With the help of a few other Tesla hackers, they were able to overlay the data with the snapshots of what the vehicle can see, which results in an interesting visualization of what Autopilot understands when looking through its sensors.
It’s not a complete look at what Autopilot can see. For example, it doesn’t include the tracking of the lanes.
But it does show how the system is tracking objects in its field of view and a way that we have never seen before.
verygreen sent us some pictures and videos along with an interesting explanation of what they managed to do.
Here it is in his own words:
Would not it be great if Tesla published videos about how their cars see things, in a fashion similar to what Google does? Well, they don’t and so the exercise is left to hackers to try and piece things together.

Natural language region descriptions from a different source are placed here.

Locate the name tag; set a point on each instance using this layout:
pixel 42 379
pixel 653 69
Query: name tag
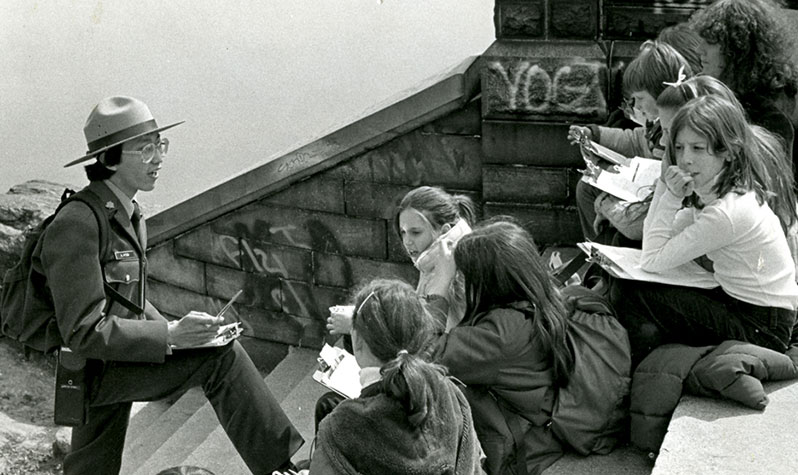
pixel 122 255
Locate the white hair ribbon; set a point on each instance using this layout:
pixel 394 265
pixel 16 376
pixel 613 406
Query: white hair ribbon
pixel 364 302
pixel 680 78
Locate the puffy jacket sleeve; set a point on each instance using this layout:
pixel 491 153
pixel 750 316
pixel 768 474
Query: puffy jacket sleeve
pixel 735 370
pixel 71 263
pixel 656 389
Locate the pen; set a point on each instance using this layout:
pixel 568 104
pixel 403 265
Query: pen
pixel 230 303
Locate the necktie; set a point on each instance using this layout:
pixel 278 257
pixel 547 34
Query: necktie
pixel 135 219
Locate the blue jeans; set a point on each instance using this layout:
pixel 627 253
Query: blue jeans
pixel 655 314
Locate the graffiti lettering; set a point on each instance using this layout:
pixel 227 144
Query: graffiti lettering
pixel 291 296
pixel 293 162
pixel 528 88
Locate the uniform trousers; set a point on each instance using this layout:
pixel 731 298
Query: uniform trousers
pixel 248 412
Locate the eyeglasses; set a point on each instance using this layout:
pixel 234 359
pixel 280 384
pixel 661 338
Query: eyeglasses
pixel 147 153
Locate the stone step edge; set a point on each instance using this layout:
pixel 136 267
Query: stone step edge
pixel 281 381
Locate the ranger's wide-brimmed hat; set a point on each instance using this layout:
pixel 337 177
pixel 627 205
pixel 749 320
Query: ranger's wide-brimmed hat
pixel 116 120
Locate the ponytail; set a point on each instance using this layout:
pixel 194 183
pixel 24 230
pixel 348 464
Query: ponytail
pixel 410 380
pixel 392 319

Even though my unicorn car with hacked autopilot board is long lost, I still have a whole bunch of snapshots from those days. I am sure you have seen the picture. But what’s not widely known is that alongside those pictures, radar data was included too. Now TMC user DamianXVI (the same guy that wrote color interpolator for originally black and white images) came up with a way to overlay the radar data on the pictures.
It looks like this:
Now a bit of an explanation about what the circles mean: circle color represents the type of the object:
green – moving
yellow – stopped
orange – stationary
red – unknown.
The circle size represents the distance to the object, the bigger the circle, the closer is the object (so we are not trying to encircle object, or approximate the size – the radar has no way of knowing this).
A thick circle means this object has a label and is therefore likely being tracked by the autopilot. Fading in and out is due to the probability of existence changing.
Sometimes the circle is in some empty space – this is likely due to radar having some problems with determining object elevation, try to look higher or lower for a relevant object. Also at times, radar cannot determine elevation at all (value of -5 is used in that case). The circle is drawn at elevation 0 in this case.
Also keep in mind that the radar reports coordinates in 3D and we need to project them onto a 2D picture. Sometimes there are errors in such conversions as you might expect.
Here’s a video with the radar data overlaid:
Now for new exciting development. While the unicorn is gone, I came upon a stash of video and picture snapshots that you have not seen before.
Here’s a video from sometime in October 2017 with radar data overlaid from that stash:
But that’s not all, the stash also includes pretty recent snapshots from March 2018 where Tesla was apparently debugging radar-vision fusion implementation of depth perception.
Every one of these pictures (captured by firmware 2018.10.4) below came with a detailed list of objects autopilot sees and tracks. It reports things like the dimensions, relative velocity, confidence that the actual object exists, the probability that the object would be an obstacle and so on.
Now this last one is interesting in that the autopilot is clearly recognizing and tracking a stopped work truck, it even assigned a 25% obstacle rating to it (not the poor worker, though). This should put to rest the theory that the stopped vehicles are not seen (now autopilot might see and ignore them – but that’s whole other topic).
Another interesting observation you can see is from second and third pictures – they depict the same scene taken with the narrow and main cameras. What’s interesting in there is that apparently only main (more wide-angled) camera is used to detect oncoming traffic.
These bounding boxes also validate a lot of the theories about vision NN outputs that TMC user jimmy_d presented in a forum post here.
Of course, this does not represent the full autopilot internal state, we don’t see the detected/tracked lanes or information gleaned from maps but it gives us another glimpse behind the curtain.